Mantan Kepala Staf Komando Cadangan Strategi Angkatan Darat Mayor Jenderal (Purn) Kivlan Zein risi dengan statusnya sebagai tersangka makar. Ia ditangkap di kediamannya oleh polisi, 2 Desember 2016, dan disangka sebagai perencana makar. Status itu tak urung membuat pergerakannya jadi terbatas.
”Saya mau ketemu orang tidak enak karena menyandang status tersangka. Saya dituduh makaris (pelaku makar), sedangkan selama enam bulan ini saya tidak kunjung disidangkan atau dijadikan terdakwa,” ujar Kivlan yang Selasa (13/6) siang menghadiri sidang uji materi terhadap pasal-pasal makar dalam Kitab Undang-undang Hukum Pidana (KUHP) di Gedung Mahkamah Konstitusi, Jakarta.

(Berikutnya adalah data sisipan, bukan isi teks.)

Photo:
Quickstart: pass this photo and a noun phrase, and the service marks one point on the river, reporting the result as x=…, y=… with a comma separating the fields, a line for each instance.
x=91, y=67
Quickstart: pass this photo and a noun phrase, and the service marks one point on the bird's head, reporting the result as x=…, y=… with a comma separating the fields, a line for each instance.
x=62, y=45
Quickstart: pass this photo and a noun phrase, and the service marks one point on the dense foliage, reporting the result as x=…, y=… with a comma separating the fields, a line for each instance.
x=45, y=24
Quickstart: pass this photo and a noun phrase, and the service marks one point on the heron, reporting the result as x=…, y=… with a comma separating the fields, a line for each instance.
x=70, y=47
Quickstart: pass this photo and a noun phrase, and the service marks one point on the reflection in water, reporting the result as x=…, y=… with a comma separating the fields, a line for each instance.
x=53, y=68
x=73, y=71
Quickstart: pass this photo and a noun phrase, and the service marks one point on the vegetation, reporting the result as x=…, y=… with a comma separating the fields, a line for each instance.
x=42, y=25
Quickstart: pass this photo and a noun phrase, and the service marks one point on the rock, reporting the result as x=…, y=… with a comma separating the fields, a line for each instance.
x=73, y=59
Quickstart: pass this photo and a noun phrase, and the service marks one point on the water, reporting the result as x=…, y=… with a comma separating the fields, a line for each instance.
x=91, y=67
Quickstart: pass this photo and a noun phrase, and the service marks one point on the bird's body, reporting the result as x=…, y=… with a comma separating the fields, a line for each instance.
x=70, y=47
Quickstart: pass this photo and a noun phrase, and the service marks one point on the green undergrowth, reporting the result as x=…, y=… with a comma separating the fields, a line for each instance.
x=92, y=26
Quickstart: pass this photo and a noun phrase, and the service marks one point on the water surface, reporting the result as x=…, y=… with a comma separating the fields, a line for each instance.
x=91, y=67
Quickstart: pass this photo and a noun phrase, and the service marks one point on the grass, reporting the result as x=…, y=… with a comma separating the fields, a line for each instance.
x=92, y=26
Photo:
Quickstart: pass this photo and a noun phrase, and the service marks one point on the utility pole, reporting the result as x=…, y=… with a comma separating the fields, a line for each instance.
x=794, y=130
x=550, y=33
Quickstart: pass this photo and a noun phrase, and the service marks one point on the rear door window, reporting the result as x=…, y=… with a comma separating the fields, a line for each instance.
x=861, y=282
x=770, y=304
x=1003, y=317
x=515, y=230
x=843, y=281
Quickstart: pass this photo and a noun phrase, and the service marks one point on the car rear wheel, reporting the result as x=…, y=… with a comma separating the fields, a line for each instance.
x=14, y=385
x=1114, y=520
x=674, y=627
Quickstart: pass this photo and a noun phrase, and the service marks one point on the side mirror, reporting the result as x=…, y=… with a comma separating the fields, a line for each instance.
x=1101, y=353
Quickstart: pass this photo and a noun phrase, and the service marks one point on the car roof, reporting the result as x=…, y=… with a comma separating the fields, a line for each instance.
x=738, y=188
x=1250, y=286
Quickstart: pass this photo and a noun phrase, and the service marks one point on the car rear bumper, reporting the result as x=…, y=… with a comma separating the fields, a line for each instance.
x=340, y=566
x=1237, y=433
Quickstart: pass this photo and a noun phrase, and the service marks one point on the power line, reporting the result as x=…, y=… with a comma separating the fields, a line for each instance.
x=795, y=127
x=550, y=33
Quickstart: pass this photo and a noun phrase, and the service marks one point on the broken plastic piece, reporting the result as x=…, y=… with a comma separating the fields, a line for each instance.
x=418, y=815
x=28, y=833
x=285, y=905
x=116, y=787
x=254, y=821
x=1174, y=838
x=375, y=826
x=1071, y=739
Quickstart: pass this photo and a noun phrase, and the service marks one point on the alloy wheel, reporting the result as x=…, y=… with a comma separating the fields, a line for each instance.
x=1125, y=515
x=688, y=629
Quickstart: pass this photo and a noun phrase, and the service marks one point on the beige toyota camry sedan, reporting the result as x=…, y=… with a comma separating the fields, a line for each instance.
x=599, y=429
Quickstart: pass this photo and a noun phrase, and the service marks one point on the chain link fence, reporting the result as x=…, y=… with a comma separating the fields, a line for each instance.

”Saya mau ketemu orang tidak enak karena menyandang status tersangka. Saya dituduh makaris (pelaku makar),” ujar Kivlan.
Pemohon yang mengajukan uji materi atas pasal-pasal makar itu adalah Institute for Criminal Justice Reform (ICJR). Namun, karena pasal yang diajukan menyangkut kepentingannya juga, Kivlan hadir dan ingin mengikuti persidangan itu langsung. Ia ingin memantau sejauh mana respons mahkamah terhadap uji materi atas pasal-pasal makar tersebut. Pasal yang diujikan ialah Pasal 104, 106, 107, 108, dan 110 KUHP.
”Saya sudah datang ke tempat acara itu karena saya diundang. Namun, ada yang membisiki dan menyarankan supaya sebaiknya saya tidak usah datang saja sebab, ya itu tadi, saya dituduh makar. Kan, enggak enak rasanya sudah diundang, tapi dibatalkan undangannya,” tutur Kivlan.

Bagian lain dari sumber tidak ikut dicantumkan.